Ewelina is a Polish national whose ex-husband was recently charged with raping her. He is on remand in prison. She is not entitled to housing benefit and her entitlement to JSA has expired. Maria goes for days without eating so that her children have enough food.

Poverty threatens women’s health and wellbeing. It also throws up fundamental barriers to women’s ability to take part in society. The national conversation about who we want to be and the society that we want to live in cannot truly be described as national if so many people lack the means to take part. Four out of 10 Glaswegians can’t join in the online debate about the future of Scotland, because they have no access to the internet. So many women can’t scrape together the bus fare to get to the foodbank, let alone one of the many meetings that is pondering the state of the nation.

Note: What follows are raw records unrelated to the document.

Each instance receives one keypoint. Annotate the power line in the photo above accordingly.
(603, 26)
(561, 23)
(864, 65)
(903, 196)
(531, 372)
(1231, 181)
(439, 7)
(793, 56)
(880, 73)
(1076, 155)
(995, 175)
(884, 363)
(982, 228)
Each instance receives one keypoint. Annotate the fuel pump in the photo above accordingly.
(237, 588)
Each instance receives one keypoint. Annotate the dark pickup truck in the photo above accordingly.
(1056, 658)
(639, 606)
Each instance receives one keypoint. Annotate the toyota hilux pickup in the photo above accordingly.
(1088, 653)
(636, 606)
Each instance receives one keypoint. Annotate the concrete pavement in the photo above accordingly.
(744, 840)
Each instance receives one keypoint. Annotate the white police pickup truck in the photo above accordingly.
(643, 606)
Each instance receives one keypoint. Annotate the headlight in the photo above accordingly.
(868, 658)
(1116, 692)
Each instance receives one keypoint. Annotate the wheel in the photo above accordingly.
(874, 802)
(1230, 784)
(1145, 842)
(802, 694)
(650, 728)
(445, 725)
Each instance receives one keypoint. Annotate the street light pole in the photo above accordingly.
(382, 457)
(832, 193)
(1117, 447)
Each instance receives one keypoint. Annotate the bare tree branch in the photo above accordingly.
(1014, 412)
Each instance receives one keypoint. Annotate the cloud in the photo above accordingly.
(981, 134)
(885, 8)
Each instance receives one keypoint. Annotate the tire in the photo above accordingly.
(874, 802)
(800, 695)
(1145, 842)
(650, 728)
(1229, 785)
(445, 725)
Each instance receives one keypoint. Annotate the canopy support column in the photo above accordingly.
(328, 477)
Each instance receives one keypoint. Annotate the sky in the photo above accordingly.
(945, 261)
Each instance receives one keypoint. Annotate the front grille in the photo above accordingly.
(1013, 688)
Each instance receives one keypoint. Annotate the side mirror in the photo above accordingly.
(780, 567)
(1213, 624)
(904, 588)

My organisation, Engender, has been working hard with others across Scotland to make women’s experience of “welfare reform” visible. We’ve been joined by Scottish Women’s Aid, Close the Gap, Scottish Refugee Council and SCVO in compiling a set of calls for Scottish Government action. Westminster has responsibility for the big social security programmes, it’s true. Currently, theScottish Government’s Welfare Fund is mitigating some of the effects of welfare reform, and post-Smith will have some new powers to tweak the design of welfare benefits. What we’re calling for is creative connections to be made between welfare and our shared ambition to realise women’s equality in Scotland.